3. We the People series – 2016
This series was made during the 2016 presidential campaign as a protest against racism. This work aims to promote gender equality and fights discrimination against minorities. This work stands out to many as it provokes people to respect their common humanity. The title of the work comes from a line in the American Constitution and features portraits of Native Americans, African Americans, Muslims, and Latinas, aiming to defend their dignity.
4. Make Art Not War – 2013
In February 2013, Fairey painted Make Art, Not War. The mural is a large-scale version of one of Fairey’s most popular works, an anti-war print originally created during the Iraq War. The title is a play on the famous 1960s anti-war slogan, “Make love, not war.” There is a repetition of colour that includes the black and red cartoon-like style with repetition of symbols such as roses.
3. Peace Elephant – 2011
Peace Elephant located in Los Angeles. The enormous artwork measures 106 feet, 32 meter long and features a large elephant holding a flower from which red and gold rays of sun emanate. A large dove also figures in the piece.

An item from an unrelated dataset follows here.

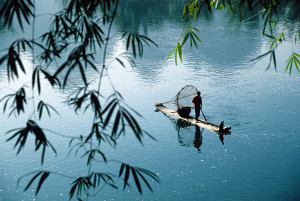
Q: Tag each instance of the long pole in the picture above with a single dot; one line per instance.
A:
(203, 115)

When asked why an elephant? The artist answered: The core values of West Hollywood were something I did research on. I wanted the work to be appropriate for the philosophy of the city. Peace, freedom, creativity, tolerance. Peace is the central theme of the mural, an elephant holding a flower is a pro-peace image.
Now you have a much deeper understanding of Shepard Fairey’s artwork. He has been instrumental in shaping street art culture. Popularising stickers but also in spreading political ideas to the mass public and ultimately across the globe.
His art is an act of defiance. A questioning of authority. He has successfully transformed his views into visual masterpieces. Calling the public’s attention to social taboos and exposing political oppression in creative ways.
He explains that
He gives the public something to dream about, something to reflect upon, something to escape to and something to engage with. Fairey’s artwork is intimate, powerful, passionate, full of energy and controversial. Yet remains accessible to the larger public.
It is political activism that triggers both astonishment and contemplation. He seems to have hit an artistic sweet spot combining exceptional skill with concept and message. It is art that does not simply ask us to view it and admires its skill, but calls us to social and political action. He has shown us that every single action can make a difference, even if it is just a small sticker.